For the second job  though, reading R is awful. Now I’ve heard horror stories about perl, so maybe it’s just that I’m used to readable code and that, in the big scheme of things, R is nice and readable. But yesterday, ploughing through someone’s metaprogramming, tearing at my hair as to the obtuseness of everything, I was foiled for about an hour having not realised that the fsking arrow could go both ways.

I think it highlights a big flaw in R. Sometimes it’s like no “destructive” design decisions have been taken since the original work of Ihaka and Gentleman. I spend so much time messing about trying to convert a data.frame of factors into a list of “vectors” of strings or something. It seems that no-one has ever said “OK, we need a way to assign a value to a variable: let’s pick one”. Instead three have emerged. There are two different types of classes (which only seems to have any real effect on the help files). There are loads of data types that are in regular use, with somewhat bastardised names (i.e. a ‘vector’, ‘matrix’, ‘list’, ‘array’ are all different things – a vector doesn’t seem to be a subclass of matrix, for example).

Now, I’m sure that the pluralities in R could maybe be held up to be a good thing. They probably encode subtleties that I don’t understand, and that my bitching is just me exposing my naivety about the language. And I know that R is descended from LISP and S and that its user base either grew up with R or with one of these other languages. Therefore things that are natural to this background will seem alien to someone like me with a MATLAB and Python background. And there’s backwards compatibility to consider and so on.

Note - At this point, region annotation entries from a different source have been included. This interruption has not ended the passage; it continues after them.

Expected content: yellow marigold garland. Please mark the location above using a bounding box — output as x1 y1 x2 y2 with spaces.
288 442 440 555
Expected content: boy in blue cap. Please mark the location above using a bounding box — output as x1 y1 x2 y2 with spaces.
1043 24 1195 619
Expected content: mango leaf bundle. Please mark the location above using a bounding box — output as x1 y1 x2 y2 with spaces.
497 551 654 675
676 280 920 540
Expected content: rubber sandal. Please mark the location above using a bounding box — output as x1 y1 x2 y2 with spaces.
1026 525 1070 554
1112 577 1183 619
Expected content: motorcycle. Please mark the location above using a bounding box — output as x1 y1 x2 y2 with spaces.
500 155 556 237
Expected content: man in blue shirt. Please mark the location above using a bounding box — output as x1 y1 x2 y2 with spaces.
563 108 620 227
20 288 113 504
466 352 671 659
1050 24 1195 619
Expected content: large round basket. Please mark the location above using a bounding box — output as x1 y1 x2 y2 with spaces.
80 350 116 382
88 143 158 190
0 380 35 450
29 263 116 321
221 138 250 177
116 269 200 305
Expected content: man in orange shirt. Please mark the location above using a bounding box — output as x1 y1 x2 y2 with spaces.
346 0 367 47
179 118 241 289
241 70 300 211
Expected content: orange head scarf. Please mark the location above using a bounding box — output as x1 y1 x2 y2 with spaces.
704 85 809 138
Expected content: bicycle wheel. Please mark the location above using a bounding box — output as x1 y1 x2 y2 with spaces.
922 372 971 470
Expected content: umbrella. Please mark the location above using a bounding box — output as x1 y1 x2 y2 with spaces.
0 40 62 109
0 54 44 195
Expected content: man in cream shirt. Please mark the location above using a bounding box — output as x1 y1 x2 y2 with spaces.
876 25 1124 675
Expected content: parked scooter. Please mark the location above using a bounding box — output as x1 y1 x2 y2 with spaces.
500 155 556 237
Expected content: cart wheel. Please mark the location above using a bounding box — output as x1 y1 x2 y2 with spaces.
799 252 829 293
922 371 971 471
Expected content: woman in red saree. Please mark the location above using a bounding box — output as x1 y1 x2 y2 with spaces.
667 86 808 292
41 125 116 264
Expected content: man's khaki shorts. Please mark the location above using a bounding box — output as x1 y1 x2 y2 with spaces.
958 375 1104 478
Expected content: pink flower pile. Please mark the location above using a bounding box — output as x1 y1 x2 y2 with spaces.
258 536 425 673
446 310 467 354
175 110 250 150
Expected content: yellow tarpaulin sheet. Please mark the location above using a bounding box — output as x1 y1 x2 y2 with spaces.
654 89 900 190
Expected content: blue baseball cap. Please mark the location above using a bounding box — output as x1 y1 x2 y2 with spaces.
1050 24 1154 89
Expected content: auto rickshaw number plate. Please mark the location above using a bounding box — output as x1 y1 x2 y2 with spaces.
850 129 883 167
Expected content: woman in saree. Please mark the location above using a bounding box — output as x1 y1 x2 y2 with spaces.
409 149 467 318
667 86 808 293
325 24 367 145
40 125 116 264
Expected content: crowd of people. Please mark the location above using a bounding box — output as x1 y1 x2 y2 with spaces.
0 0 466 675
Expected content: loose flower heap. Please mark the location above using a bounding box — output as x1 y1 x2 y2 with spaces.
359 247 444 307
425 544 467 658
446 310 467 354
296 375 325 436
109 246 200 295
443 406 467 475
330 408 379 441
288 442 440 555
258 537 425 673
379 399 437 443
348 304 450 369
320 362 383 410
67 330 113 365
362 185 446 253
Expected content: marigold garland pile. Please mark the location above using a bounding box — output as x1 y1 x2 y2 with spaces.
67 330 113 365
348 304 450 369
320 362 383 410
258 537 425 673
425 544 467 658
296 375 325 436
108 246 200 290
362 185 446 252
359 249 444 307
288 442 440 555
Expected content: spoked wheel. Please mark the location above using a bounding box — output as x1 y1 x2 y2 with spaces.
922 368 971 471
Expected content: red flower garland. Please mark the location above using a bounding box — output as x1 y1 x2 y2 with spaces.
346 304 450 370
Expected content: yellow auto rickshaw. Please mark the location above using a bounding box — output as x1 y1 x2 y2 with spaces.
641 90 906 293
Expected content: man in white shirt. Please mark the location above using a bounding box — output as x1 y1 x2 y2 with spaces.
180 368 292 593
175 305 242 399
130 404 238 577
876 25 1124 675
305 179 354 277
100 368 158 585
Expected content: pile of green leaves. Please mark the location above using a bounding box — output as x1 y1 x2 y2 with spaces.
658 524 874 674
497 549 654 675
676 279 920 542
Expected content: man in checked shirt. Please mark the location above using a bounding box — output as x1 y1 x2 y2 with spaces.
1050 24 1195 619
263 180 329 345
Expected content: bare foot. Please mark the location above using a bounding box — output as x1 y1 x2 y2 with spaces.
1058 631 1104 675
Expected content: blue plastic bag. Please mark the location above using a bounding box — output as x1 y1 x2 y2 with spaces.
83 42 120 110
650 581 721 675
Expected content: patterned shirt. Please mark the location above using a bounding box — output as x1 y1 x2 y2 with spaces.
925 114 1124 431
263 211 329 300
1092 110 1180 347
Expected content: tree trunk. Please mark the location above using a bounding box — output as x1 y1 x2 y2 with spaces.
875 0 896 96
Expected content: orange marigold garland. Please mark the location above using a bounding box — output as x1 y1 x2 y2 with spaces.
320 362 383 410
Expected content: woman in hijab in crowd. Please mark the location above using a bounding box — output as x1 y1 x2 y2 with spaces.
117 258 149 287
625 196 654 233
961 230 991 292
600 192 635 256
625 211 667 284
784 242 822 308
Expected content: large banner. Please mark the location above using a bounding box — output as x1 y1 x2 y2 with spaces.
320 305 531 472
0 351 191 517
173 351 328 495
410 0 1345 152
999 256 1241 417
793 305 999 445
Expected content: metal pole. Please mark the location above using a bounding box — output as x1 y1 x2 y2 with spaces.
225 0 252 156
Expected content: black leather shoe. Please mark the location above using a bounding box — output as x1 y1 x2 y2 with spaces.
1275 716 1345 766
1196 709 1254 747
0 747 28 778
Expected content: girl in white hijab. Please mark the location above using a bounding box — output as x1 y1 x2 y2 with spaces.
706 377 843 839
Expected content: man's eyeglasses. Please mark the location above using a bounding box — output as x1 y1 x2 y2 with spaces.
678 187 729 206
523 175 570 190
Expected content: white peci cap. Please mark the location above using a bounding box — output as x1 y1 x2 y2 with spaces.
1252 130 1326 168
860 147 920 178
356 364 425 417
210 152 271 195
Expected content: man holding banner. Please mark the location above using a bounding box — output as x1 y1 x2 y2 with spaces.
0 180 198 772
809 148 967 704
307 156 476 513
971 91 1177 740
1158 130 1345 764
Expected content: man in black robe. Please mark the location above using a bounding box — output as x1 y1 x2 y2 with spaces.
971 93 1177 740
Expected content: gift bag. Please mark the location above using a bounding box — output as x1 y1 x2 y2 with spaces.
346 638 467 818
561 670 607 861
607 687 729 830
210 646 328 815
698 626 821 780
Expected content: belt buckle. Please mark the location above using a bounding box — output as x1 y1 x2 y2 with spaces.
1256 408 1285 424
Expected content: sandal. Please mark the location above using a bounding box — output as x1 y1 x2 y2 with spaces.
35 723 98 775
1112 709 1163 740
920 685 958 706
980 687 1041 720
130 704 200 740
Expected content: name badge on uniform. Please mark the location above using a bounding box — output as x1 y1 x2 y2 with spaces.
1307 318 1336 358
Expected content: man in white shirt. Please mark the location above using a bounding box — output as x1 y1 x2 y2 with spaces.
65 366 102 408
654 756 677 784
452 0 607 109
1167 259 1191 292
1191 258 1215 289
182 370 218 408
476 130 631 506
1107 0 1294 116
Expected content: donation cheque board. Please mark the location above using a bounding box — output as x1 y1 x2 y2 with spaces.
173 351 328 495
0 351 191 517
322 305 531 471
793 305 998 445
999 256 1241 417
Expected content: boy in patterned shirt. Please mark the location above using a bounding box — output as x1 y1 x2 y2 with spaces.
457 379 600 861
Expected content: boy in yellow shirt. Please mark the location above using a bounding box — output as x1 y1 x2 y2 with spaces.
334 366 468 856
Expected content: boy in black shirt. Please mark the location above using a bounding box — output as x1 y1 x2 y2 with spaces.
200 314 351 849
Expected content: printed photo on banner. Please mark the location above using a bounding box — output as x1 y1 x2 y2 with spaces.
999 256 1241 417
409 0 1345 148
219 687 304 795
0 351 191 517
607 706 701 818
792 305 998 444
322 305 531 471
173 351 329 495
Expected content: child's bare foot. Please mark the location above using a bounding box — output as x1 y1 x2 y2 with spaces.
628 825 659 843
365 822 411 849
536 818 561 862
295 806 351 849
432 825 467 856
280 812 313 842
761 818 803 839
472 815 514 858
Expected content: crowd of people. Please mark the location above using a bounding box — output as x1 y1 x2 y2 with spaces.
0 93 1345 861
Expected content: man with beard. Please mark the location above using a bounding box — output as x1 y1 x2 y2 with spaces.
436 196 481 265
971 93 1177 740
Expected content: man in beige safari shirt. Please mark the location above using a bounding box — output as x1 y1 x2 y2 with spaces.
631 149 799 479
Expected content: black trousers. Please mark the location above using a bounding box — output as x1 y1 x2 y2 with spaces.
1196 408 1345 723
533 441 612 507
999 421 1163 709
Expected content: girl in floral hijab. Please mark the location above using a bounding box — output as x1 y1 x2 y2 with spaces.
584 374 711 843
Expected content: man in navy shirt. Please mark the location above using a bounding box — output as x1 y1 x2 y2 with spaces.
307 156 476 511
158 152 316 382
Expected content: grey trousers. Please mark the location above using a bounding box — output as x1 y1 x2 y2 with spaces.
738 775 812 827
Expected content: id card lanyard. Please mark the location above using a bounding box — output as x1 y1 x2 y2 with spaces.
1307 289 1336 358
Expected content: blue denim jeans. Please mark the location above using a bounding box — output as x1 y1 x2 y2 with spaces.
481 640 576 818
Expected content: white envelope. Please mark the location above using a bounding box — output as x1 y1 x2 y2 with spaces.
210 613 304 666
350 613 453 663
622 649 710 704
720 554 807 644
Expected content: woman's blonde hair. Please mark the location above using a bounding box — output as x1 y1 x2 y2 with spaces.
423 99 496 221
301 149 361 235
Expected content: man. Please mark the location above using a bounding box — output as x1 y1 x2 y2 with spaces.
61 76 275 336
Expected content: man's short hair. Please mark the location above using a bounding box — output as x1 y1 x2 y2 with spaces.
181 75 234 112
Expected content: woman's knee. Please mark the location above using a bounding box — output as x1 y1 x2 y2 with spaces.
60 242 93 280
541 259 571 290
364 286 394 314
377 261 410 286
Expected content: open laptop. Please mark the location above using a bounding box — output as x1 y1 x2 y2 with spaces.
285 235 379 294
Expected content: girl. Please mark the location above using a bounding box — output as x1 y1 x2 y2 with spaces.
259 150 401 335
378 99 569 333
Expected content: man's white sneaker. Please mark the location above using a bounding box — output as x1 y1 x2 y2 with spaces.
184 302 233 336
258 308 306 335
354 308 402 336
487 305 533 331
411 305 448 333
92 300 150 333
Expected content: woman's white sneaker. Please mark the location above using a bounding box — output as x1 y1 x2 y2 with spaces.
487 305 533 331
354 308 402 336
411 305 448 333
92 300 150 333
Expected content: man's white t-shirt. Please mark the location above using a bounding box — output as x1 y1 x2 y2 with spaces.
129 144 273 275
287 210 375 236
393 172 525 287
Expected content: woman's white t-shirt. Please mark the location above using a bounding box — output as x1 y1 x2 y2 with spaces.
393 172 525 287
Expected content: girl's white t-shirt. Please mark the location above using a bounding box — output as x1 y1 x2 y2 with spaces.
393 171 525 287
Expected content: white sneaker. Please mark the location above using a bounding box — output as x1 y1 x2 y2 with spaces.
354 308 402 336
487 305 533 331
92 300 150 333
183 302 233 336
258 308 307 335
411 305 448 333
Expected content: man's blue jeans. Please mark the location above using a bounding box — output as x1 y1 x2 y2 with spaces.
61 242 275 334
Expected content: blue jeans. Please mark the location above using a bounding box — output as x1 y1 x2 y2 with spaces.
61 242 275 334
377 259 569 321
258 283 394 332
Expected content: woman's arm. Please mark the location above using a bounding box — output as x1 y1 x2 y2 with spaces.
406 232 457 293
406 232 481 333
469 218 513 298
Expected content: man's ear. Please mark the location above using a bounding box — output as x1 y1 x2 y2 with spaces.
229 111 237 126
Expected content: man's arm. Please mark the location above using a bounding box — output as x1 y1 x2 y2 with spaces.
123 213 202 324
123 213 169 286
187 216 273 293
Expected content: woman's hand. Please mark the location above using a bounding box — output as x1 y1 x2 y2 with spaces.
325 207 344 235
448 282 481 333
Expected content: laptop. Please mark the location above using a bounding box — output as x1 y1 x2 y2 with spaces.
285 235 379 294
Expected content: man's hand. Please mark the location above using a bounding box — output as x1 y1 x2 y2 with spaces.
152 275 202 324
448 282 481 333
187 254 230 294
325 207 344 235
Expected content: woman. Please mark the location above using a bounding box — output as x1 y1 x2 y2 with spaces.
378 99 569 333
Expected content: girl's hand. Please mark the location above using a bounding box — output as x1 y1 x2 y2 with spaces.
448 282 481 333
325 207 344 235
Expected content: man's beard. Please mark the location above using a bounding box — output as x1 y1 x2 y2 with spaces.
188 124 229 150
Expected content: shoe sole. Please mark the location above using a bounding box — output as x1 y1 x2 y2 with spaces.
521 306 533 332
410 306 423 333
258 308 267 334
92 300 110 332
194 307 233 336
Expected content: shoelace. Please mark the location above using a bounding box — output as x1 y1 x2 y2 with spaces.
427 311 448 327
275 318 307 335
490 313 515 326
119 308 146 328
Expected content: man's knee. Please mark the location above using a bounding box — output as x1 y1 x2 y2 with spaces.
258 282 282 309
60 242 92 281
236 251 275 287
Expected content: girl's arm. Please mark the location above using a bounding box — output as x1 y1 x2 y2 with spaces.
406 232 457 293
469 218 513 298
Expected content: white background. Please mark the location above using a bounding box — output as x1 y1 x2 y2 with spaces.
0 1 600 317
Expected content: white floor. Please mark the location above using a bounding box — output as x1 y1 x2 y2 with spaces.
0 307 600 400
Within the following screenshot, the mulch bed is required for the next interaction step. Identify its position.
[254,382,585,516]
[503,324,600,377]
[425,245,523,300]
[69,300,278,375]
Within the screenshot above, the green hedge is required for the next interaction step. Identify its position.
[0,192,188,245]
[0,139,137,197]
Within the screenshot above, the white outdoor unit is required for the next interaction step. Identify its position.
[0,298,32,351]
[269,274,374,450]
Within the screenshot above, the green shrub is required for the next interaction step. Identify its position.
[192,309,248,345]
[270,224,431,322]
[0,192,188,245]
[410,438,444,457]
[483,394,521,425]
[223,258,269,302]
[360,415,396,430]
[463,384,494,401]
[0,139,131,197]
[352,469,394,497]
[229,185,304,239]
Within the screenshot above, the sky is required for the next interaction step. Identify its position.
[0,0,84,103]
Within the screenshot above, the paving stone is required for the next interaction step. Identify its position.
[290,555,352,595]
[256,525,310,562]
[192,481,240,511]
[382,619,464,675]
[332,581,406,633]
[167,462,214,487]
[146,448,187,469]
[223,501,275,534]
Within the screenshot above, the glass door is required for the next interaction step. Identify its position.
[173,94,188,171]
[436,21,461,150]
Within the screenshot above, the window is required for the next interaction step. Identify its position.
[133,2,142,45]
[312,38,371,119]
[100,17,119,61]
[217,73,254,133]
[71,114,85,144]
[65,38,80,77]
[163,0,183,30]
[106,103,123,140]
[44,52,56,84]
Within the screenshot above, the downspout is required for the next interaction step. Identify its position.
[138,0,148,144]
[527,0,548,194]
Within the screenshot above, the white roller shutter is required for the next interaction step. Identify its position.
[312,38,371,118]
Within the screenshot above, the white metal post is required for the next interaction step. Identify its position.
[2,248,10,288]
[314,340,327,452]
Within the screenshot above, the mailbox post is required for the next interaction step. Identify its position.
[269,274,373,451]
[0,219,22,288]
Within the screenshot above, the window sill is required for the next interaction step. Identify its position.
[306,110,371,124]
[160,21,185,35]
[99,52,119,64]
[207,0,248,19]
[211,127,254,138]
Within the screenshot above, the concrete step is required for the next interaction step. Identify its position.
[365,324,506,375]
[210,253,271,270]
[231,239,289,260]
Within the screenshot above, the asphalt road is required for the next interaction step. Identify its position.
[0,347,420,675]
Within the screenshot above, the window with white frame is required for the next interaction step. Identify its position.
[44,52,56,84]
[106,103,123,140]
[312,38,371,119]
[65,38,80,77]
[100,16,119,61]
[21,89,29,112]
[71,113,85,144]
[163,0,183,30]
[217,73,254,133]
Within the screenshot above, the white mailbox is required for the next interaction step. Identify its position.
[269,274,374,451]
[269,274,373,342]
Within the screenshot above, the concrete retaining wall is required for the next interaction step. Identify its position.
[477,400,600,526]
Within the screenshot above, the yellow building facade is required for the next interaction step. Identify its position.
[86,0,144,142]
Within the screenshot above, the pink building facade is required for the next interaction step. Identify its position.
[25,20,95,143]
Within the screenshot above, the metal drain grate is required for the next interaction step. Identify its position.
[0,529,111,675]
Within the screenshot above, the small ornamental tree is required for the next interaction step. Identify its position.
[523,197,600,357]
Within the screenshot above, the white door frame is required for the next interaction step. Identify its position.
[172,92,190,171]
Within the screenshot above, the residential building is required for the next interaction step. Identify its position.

So don’t get me wrong – I think R is an amazing piece of work, and the communities around R are incredibly devoted and responsive. It’s kind of like the “first” three episodes of Star Wars: there’s an amazing film in there somewhere, it just needs some editorial decisions to be made. Maybe a new “Hadley” language will be born whereby R is completely re-API’d into a single language that only uses data.frames…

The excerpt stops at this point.